TOP Python Interview Questions and Answers

Q1 - How would you do feature scaling in Python?

from sklearn.preprocessing import MinMaxScaler 

 scaler = MinMaxScaler() 

 original_data = pd.DataFrame(mydata[‘my_column’]) 

 scaled_data = pd.DataFrame(scaler.fit_transform(original_data)) 

Q2 - You have been given the list of positive integers from 1 to n. All the numbers from 1 to n are present except x, and you have to find x. Write code for that.

def find_missing_num(input): 

              sum_of_elements = sum(input) 

              n = len(input) + 1 

             real_sum = (n * ( n + 1 ) ) / 2 

             return int(real_sum - sum_of_elements) 

 mylist = [1,5,6,3,4] 

 find_missing_num(mylist)

Q3 - What is a pickle module in Python?

For serializing and de-serializing any given object in Python, we make use of the pickle module. In order to save given object on drive, we make use of pickle. It converts an object structure into character stream

Q4 - How Do You Get Indices of N Maximum Values in a Numpy Array?

>>import numpy as np 

 >>arr=np.array([10, 30, 20, 40, 50]) 

 >>print(arr.argsort( ) [ -N: ][: : -1])

Q5 - What is the difference between .pyc and .py file formats in Python?

.pyc files contain the compiled bytecode of Python source files. The Python interpreter loads .pyc files before .py files, so if they're present, it can save some time by not having to re-compile the Python source code.

Q6 - What are global variables and local variables in Python

A local variable is any variable declared within a function. This variable exists only in local space, not in global space. Global variables are variables declared outside of a function or in a global space. Any function in the program can access these variables.

Q7 - What are lambda functions?

Lambda functions are anonymous functions in Python. It's helpful when you need to define a function that's very short and consists of only one expression. So, instead of formally defining the small function with a specific name, body, and return statement, you can write everything in one short line of code using a lambda function. 

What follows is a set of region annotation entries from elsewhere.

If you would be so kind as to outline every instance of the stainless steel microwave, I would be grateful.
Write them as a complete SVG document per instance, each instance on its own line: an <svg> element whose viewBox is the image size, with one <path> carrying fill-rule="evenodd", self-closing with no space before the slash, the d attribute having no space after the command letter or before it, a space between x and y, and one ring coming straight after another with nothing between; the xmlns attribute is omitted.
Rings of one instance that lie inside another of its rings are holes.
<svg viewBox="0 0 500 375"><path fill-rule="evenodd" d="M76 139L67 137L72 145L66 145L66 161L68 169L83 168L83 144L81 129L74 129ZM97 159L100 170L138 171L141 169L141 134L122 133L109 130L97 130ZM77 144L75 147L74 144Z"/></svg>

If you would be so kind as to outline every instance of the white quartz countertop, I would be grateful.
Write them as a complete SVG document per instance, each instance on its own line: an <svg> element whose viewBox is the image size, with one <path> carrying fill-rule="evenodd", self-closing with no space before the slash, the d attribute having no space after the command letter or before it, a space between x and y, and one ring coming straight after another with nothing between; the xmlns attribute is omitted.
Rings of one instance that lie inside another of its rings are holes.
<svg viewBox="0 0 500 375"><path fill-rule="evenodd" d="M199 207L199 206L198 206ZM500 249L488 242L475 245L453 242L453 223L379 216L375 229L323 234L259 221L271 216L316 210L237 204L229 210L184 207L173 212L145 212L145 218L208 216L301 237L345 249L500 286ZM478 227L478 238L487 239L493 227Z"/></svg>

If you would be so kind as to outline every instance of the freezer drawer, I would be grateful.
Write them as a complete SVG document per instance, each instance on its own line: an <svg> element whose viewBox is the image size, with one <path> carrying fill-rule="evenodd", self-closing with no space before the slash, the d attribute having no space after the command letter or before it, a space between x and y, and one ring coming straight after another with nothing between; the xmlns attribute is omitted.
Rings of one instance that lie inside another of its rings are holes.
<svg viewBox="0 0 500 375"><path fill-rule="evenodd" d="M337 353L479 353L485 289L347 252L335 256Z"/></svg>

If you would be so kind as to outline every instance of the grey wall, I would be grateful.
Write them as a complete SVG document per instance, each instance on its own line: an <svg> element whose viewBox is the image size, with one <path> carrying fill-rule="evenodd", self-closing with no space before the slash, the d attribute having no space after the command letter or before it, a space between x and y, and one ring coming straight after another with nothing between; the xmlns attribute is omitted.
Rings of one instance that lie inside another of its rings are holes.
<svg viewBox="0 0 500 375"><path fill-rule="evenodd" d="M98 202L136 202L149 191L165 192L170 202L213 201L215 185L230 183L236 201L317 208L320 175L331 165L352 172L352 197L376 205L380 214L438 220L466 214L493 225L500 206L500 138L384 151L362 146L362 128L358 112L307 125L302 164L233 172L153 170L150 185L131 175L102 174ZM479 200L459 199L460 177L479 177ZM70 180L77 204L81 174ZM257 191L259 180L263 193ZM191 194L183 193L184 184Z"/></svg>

 Here's an example of how lambda functions are defined and used:

 (lambda x, y,: (x+y))

(3,2)

 5

Q8 - What is a negative index, and how is it used in Python?

A negative index is used in Python to index a list, string, or any other container class in reverse order (from the end). Thus, [-1] refers to the last element, [-2] refers to the second-to-last element, and so on.

Q9 - Do you know about vectorization in pandas?

Vectorization is basically the process of implementing operations on the dataframe without using loops. We instead use functions that are highly optimized. For example, if I want to calculate the sum of all the rows of a column in a dataframe, instead of looping over each row, I can use the aggregation functionality that pandas provides and calculate the sum.

Q10 - What is the use of PYTHONPATH

PYTHONPATH tells the python Interpreter where to locate module files imported into a program. The role is similar to PATH. PYTHONPATH includes both the source library directory and the source code directories.

Q10 - What’s the difference between / and // in Python?

Both / and // are division operators. However, / does float division, dividing the first operand by the second. / returns the value in decimal form. // does floor division, dividing the first operand by the second, but returns the value in natural number form.

  • An example: 9 / 2 returns 4.5
  • An example: 9 / 2 returns 4
Q11 -   Compare pandas and spark.
Pandas is a good choice for working with
small to medium-sized datasets, as it is relatively faster and easy to use. Spark is a better choice for working with large datasets, as it is more scalable and can handle more data. If the environment is Hadoop-based, spark integrates smoothly with it.

Q12 - You are given test scores, write python code to return bucketed scores of <50, <75, <90, <100.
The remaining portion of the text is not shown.